Past News at Kluge-Ruhe

Resident Artist's Work Included in Venice Biennale • Saturday February 9, 2013

Aboriginal artist Yhonnie Scarce’s work will be included in the exhibition Personal Structures, an official satellite project of the 55th Venice Biennale. Scarce was a resident artist at the Kluge-Ruhe Collection in September 2012. See details of her residency on our special projects page.

Personal Structures is a project initiated by Global Art Affairs, a Dutch non-profit that aims to heighten awareness about philosophical themes in contemporary art – particularly time, space and existence – and make these subjects more accessible to a wider international audience. In the Venice Biennale, Global Art Affairs focuses on current developments in the international art world and the assembly of artists with different cultural backgrounds in different stages of their careers. The exhibition is held at the Palazzo Bembo in Venice and runs for the entirety of the Biennale (June – November, 2013).

Scarce’s new work for Personal Structures is a freestanding sculpture installation of an acrylic coffin encasing 225 glass bush bananas. Each one commemorates a year of Australia’s colonization and the genocide of Indigenous peoples. This work, displayed as one mass grave, commemorates all who have died as a result of the continually present colonial condition.

Through research into her family’s experiences, Scarce’s glasswork engages with the issue of containment of Aboriginal people, including the forcible removal of these people from their land and the subsequent practice of eugenics. Scarce incorporates her personal histories and research with artifacts from the past, highlighting the legacy of issues related to white settlement in dialogue with the present.

Scarce’s blown-glass Indigenous fruits and vegetables such as bush bananas, bush plums and long yams are metaphoric tools to represent Aboriginal people and their treatment over time. The glass is more than a mere material; the glass acts as a lens and a mirror, which both reflects and exposes the tragedies of Australia’s colonization. Often used to represent the body, the glass has a solid appearance yet is fragile and must be handled with care. Like archaeological objects, Scarce uses her work to tell stories and bear witness.

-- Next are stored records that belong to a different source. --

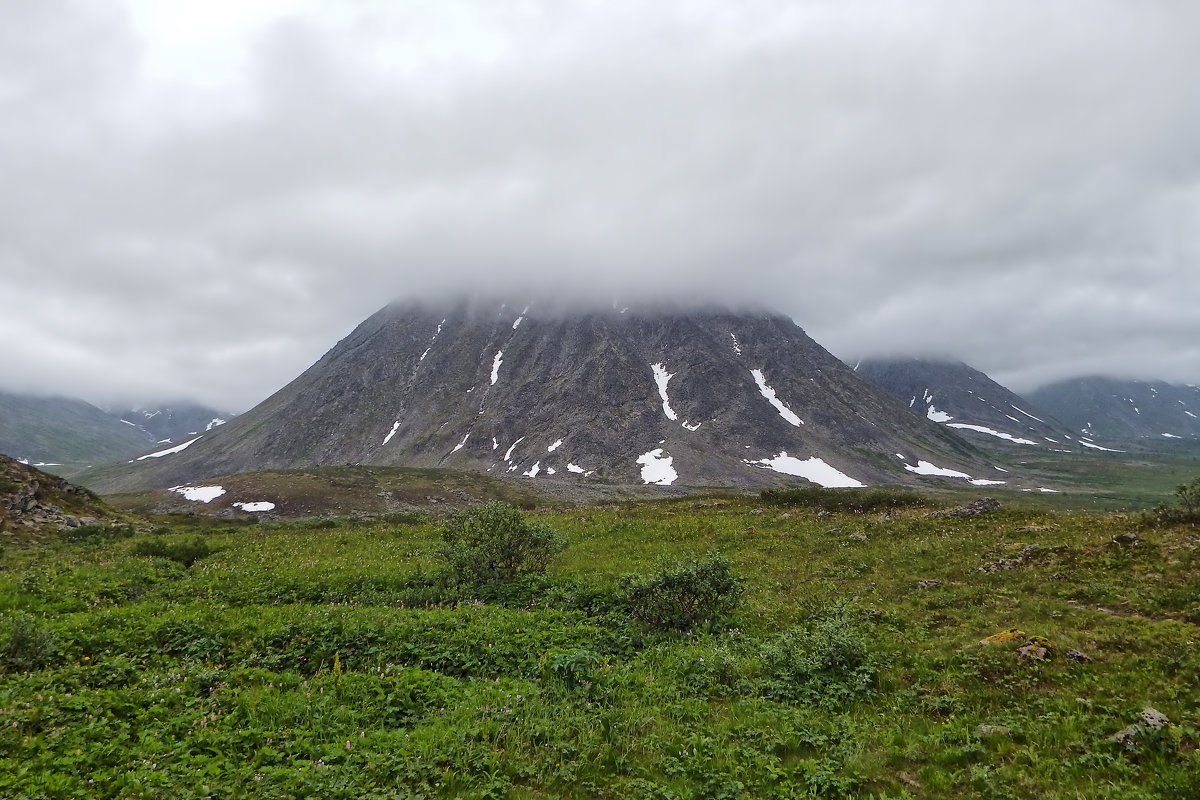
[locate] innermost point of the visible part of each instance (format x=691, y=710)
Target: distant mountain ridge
x=705, y=397
x=1123, y=409
x=66, y=434
x=964, y=398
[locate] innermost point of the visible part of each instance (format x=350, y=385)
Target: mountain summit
x=643, y=396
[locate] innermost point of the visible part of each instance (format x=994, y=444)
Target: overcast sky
x=199, y=198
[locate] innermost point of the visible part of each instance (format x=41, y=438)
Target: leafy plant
x=679, y=595
x=497, y=542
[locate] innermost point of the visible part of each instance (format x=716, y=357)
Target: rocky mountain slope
x=34, y=503
x=635, y=396
x=1123, y=409
x=960, y=397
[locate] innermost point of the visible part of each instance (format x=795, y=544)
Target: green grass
x=300, y=661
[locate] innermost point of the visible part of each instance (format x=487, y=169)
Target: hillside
x=697, y=397
x=1123, y=409
x=65, y=433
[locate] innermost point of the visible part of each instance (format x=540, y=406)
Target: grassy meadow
x=339, y=659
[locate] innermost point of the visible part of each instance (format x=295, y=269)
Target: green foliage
x=497, y=542
x=681, y=595
x=851, y=500
x=186, y=552
x=24, y=644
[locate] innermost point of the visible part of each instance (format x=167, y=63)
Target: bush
x=825, y=661
x=852, y=500
x=681, y=595
x=496, y=542
x=186, y=553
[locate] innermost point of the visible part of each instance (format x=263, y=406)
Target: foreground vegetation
x=833, y=648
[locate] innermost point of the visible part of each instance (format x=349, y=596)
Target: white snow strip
x=395, y=427
x=496, y=366
x=261, y=505
x=925, y=468
x=1029, y=415
x=937, y=416
x=169, y=451
x=199, y=493
x=661, y=377
x=811, y=469
x=769, y=394
x=1089, y=444
x=999, y=434
x=657, y=468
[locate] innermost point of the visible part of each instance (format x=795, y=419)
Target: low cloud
x=1012, y=184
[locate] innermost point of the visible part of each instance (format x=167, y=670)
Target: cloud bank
x=199, y=202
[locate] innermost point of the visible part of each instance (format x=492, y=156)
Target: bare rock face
x=702, y=397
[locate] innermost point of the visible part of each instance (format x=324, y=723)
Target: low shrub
x=681, y=595
x=851, y=500
x=186, y=552
x=497, y=542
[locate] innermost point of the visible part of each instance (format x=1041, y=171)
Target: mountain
x=63, y=432
x=169, y=423
x=1123, y=409
x=34, y=503
x=961, y=397
x=702, y=397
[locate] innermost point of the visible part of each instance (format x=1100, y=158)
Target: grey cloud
x=1014, y=184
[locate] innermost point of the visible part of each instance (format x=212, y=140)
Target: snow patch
x=395, y=427
x=769, y=394
x=811, y=469
x=999, y=434
x=496, y=366
x=661, y=377
x=169, y=451
x=199, y=493
x=927, y=468
x=261, y=505
x=657, y=468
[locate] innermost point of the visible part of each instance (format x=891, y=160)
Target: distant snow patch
x=813, y=469
x=496, y=366
x=769, y=394
x=927, y=468
x=395, y=427
x=661, y=377
x=999, y=434
x=1089, y=444
x=199, y=493
x=657, y=468
x=169, y=451
x=937, y=416
x=262, y=505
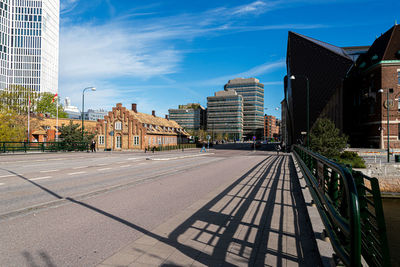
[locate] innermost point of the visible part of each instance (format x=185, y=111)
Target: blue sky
x=160, y=54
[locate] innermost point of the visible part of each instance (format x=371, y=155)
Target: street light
x=83, y=104
x=389, y=90
x=308, y=107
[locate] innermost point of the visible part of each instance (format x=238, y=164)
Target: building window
x=136, y=140
x=101, y=139
x=118, y=125
x=118, y=145
x=398, y=77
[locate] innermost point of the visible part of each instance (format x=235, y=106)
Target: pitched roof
x=150, y=119
x=335, y=49
x=386, y=47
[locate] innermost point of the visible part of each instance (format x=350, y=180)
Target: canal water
x=391, y=209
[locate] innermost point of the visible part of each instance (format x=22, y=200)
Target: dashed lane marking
x=74, y=173
x=50, y=171
x=8, y=175
x=80, y=167
x=40, y=178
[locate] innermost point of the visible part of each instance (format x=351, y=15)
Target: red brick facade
x=124, y=129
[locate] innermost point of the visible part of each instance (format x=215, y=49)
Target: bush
x=351, y=158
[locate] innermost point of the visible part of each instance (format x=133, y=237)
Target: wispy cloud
x=253, y=72
x=141, y=47
x=68, y=5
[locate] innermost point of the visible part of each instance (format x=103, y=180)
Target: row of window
x=136, y=140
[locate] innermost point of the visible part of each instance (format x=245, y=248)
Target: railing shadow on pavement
x=253, y=221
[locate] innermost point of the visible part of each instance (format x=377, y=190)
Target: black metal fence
x=350, y=207
x=12, y=147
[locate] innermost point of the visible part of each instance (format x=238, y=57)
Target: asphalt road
x=72, y=209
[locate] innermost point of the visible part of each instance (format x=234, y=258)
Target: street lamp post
x=83, y=105
x=293, y=77
x=389, y=90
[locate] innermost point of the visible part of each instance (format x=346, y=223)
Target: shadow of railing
x=253, y=220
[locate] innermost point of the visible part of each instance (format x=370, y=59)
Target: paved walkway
x=258, y=220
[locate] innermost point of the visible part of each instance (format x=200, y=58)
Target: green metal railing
x=374, y=244
x=350, y=217
x=174, y=147
x=12, y=147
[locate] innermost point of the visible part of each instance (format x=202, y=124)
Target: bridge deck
x=258, y=220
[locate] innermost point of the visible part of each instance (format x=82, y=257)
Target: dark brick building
x=346, y=86
x=372, y=87
x=325, y=66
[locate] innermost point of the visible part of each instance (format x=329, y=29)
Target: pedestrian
x=93, y=146
x=203, y=148
x=278, y=148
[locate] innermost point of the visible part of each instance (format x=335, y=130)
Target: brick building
x=44, y=129
x=124, y=129
x=355, y=87
x=271, y=126
x=372, y=89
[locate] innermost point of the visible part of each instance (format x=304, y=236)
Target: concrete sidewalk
x=258, y=220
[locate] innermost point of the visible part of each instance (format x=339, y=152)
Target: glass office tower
x=253, y=98
x=29, y=41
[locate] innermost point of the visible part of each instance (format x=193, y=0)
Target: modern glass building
x=191, y=116
x=225, y=114
x=252, y=92
x=29, y=41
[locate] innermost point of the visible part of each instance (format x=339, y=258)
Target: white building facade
x=29, y=44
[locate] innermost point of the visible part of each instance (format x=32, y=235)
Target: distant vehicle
x=258, y=144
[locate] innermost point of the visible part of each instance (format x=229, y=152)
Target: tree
x=11, y=128
x=46, y=105
x=72, y=133
x=16, y=98
x=326, y=139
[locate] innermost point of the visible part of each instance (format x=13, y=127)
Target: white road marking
x=40, y=178
x=73, y=173
x=81, y=167
x=8, y=175
x=50, y=171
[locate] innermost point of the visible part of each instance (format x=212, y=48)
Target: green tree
x=46, y=105
x=326, y=139
x=11, y=128
x=16, y=98
x=71, y=134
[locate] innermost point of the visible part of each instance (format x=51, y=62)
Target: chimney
x=134, y=107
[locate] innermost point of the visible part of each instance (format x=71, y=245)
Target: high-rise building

Previous artists invited to participate in Global Art Affairs exhibitions for the Biennale have included Marina Abramovic (RS), Carl Andre (US), Herman de Vries (NL), Toshikatsu Endo (JP), Johannes Girardoni (US), Peter Halley (US), Joseph Kosuth (US), Melissa Kretschmer (US), Lee Ufan (KR), Ma Jun (CN), Tony Matelli (US), Judy Millar (NZ), Tatsuo Miyajima (JP), Francois Morellet (FR), Hermann Nitsch (AT), Roman Opalka (FR), Thomas Pihl (NO), Miriam Prantl (AT), Andrew Putter (ZA), Arnulf Rainer (AT), Rene Rietmeyer (NL), Yuko Sakurai (JP), Sasaki (JP), SEO (KR), Lawrence Weiner (US), and Maik Wolf (DE).